Here's the honest answer: you *can* use an LLM directly. And for a one-off task — rewriting 10 product descriptions — it works fine. But for operating on a catalog of 5,000+ products continuously, direct LLM usage breaks down fast.

Problem 1: Inconsistency.

Ask GPT-4 to "improve" the same product description twice and you'll get two different outputs. Ask it to fill "material" for 200 products and you'll get "100% cotton," "Cotton," "cotton fabric," and "Pure cotton" — all for the same material. Without schema constraints, LLM output is inherently inconsistent.

Problem 2: No audit trail.

If you pipe LLM output directly into your catalog, you have no record of what changed, why, or who approved it. Enterprise brands need change logs. They need rollback. They need to know which products were modified and what the previous values were.

Problem 3: No safety net.

An unconstrained LLM might decide to "improve" your product title. Or rewrite a legally required compliance field. Or change pricing-adjacent data. Without boundaries — protected fields, scope filters, confidence thresholds — there's no way to prevent this.

Problem 4: No composability.

Direct LLM calls don't compose. You can't say "only fix products over $50" or "don't touch hero SKUs" or "auto-approve low-risk changes but flag high-risk ones." These require a structured layer between the user's intent and the LLM's output.

What EKOM does differently:

The LLM is one component inside a structured pipeline.

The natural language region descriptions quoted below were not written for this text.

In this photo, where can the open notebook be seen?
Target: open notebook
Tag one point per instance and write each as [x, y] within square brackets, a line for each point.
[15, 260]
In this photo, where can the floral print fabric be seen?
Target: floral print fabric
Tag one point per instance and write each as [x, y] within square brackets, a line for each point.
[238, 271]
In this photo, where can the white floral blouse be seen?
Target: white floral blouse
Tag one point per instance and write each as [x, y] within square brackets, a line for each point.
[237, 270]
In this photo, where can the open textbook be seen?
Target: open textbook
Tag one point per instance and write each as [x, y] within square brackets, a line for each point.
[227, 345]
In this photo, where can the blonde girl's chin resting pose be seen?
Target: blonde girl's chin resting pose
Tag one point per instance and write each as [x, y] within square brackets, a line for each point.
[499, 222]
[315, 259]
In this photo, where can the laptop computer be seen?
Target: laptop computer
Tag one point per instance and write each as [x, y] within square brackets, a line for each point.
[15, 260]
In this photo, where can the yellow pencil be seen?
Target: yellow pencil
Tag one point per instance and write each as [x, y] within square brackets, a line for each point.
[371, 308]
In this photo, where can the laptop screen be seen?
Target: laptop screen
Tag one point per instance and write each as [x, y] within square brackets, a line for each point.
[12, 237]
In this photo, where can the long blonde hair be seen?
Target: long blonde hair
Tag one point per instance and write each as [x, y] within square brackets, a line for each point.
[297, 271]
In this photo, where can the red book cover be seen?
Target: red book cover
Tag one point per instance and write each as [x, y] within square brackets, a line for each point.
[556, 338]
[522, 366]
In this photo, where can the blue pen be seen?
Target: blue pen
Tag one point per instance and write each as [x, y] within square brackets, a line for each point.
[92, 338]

It generates *proposed* attribute values — but those proposals are validated against the canonical schema, scored for confidence, wrapped in a Patch object, and queued for approval.

The conversational layer translates user intent into structured Policy and Job objects. The engine executes within those constraints. The audit log records everything.

The LLM provides intelligence. The system provides safety.